Swami Dayanand Saraswati.
Arya Samaj.
A reformer of different character was Dayanand
Sarasvati, who was trained as a yogi but steadily lost faith in yoga and many
other aspects of Hinduism. After traveling widely as an itinerant preacher, he
founded the Arya Samaj in 1875, and it rapidly gained ground in the west of
India. Dayanand rejected image worship, sacrifice, and polytheism and claimed
to base his doctrines on the four Vedas as the eternal word of God. Later Hindu
scriptures were judged critically, and many of them were believed to be
completely evil. The Arya Samaj did much to encourage Hindu nationalism, but it
did not disparage the knowledge of the West, and it established many schools
and colleges. Among its members was the revolutionary Lala Lajpat Rai.

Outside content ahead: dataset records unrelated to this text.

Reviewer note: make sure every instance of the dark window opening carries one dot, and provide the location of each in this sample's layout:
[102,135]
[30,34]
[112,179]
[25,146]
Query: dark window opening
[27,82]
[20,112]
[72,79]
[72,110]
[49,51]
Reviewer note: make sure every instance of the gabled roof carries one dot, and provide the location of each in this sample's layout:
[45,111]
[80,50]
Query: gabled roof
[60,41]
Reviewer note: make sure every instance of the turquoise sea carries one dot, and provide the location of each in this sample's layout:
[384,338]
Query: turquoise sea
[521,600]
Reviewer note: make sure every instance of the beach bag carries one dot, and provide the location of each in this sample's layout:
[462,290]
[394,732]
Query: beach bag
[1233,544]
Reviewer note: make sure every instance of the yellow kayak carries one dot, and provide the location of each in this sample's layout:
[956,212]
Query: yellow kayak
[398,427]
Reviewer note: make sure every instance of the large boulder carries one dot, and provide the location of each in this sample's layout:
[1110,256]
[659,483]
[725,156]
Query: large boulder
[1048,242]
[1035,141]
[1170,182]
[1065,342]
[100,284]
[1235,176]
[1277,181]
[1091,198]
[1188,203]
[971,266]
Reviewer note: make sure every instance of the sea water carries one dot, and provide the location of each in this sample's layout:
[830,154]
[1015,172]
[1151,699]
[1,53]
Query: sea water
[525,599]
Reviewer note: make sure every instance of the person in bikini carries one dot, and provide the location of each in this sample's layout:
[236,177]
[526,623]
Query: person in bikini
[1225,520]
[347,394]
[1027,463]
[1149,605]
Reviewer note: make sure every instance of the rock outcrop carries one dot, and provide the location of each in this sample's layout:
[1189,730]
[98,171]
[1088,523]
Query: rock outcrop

Society Of Aryans, vigorous reform sect of modern
Hinduism, founded in 1875 by Dayananda Sarasvati , whose aim was to reestablish
the Vedas, the earliest Hindu scriptures, as revealed truth. He rejected all
later accretions to the Vedas as degenerate but, in his own interpretation,
included much post-Vedic thought, such as the doctrines of karman and of
rebirth.
The Arya Samaj has always had its largest following
in West and North India. It is organized in local samaj that send
representatives to provincial samajas and to an all-India samaja. Each local
samaja elects its own officers in a democratic manner.The Arya Samaj opposes
idolatry, animal sacrifice, ancestor worship, a caste system based on birth
rather than on merit, untouchability, child marriage, pilgrimages, priestly
craft, and temple offerings. It upholds the infallibility of the Vedas, the
doctrines of karman and rebirth, the sanctity of the cow, the importance of the
individual sacraments samskaras, the efficacy of Vedic oblations to the fire,
and programs of social reform. It has worked to further female education and
intercaste marriages, has built missions, orphanages, and homes for widows, and
has undertaken famine relief and medical work. It has also established a
network of schools and colleges. From its beginning it was an important factor
in the growth of nationalism. It has been criticized, however, as overly
dogmatic and militant on occasion and as having exhibited an aggressive
intolerance toward both Christianity and Islam.